Introduction

Time series forecasting scopes the process of making predictions about the future based on past data.

To perform time-series forecasting, there are pre-requisites terms that our data shall follow :

  1. There shouldn’t be any missed periods
  2. There shouldn’t be any missing values
  3. The data must be historically ordered

A time series data can be decomposed into several components :

  1. Seasonal : The repeating cyclical pattern in the series
  2. Trend : The movement of the mean throughout the series
  3. Error : The random variation in the series, is not captured by the seasonal and trend

There are two types of relationships between the 3 components :

  • Additive :

\[ Y(t)=Trend +Seasonal +Error \]

  • Multiplicative

\[ Y(t)=Trend *Seasonal *Error \]

In the charts above, we can observe that the magnitude of fluctuations tend to stay roughly the same in additive seasonality. Whereas in multiplicative seasonality, the magnitude of fluctuations increases.

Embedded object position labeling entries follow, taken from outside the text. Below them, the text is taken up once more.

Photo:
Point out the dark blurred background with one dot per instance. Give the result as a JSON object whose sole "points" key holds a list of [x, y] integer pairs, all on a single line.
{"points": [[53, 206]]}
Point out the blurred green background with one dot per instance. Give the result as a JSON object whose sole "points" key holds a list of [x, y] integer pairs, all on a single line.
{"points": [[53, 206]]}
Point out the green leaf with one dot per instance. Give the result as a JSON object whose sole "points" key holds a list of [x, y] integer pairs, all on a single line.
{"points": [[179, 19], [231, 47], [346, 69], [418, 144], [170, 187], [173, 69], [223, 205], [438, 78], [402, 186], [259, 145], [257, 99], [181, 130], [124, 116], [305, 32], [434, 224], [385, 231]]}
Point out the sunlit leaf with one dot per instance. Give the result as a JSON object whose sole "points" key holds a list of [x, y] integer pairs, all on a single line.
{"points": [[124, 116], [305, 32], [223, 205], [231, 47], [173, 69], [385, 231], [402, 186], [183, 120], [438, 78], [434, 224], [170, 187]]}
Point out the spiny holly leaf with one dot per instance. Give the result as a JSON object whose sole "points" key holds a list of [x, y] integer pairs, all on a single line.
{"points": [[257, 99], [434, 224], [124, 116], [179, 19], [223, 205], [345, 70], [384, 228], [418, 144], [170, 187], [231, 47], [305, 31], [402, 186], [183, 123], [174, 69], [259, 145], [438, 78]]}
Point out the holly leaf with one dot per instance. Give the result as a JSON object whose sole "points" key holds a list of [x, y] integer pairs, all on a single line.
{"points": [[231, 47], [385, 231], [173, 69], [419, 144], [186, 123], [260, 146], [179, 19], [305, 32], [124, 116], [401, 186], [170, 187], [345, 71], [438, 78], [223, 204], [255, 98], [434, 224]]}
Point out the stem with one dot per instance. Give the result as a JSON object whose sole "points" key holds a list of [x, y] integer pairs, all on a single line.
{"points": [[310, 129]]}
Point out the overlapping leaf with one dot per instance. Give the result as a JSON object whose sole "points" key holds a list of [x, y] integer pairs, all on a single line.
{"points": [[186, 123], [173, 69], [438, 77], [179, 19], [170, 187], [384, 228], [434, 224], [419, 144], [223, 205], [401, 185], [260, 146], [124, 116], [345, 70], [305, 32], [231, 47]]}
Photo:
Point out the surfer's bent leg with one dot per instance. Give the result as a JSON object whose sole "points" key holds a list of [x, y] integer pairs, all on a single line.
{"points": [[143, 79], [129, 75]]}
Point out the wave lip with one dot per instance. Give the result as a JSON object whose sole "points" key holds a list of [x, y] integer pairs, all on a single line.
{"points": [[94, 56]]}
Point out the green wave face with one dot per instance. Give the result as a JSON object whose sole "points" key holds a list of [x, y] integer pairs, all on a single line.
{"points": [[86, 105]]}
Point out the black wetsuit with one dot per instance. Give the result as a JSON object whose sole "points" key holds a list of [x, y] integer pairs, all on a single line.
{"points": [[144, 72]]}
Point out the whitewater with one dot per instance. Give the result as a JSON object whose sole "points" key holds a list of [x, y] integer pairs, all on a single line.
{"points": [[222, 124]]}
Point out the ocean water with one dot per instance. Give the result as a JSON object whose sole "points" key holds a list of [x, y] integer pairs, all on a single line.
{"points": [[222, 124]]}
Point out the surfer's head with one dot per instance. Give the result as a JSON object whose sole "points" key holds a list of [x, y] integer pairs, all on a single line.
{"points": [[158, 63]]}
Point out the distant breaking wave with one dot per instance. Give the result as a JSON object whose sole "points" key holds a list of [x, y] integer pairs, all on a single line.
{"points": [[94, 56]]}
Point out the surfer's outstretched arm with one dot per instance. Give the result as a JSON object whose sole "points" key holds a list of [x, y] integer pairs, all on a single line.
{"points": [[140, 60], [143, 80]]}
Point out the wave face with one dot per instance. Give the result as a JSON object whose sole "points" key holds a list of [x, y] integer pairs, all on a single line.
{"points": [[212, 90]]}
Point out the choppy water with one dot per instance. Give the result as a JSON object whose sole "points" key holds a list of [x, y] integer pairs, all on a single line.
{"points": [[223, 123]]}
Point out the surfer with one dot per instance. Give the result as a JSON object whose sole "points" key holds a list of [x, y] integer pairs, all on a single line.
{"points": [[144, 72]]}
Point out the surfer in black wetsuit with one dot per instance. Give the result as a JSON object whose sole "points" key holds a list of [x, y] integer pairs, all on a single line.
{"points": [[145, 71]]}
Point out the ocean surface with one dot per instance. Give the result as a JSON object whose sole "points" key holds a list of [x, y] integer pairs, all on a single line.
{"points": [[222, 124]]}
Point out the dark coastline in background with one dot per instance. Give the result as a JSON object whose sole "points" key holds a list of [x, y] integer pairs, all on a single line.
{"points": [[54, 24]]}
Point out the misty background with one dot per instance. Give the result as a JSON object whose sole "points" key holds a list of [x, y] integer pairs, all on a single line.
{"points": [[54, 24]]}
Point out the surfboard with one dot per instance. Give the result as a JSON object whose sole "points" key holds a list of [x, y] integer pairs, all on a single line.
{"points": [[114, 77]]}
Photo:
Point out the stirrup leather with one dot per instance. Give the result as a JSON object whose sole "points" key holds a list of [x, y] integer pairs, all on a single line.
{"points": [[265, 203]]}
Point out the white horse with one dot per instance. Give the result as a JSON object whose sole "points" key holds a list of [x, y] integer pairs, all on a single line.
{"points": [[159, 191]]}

In this project, we are going to try implementing two different methods of time-series forecasting on our data :

  • STLM : Seasonal and Trend decomposition using Loess

Forecasts of STL objects are obtained by applying a non-seasonal forecasting method to the seasonally adjusted data and re-seasonalizing using the last year of the seasonal component.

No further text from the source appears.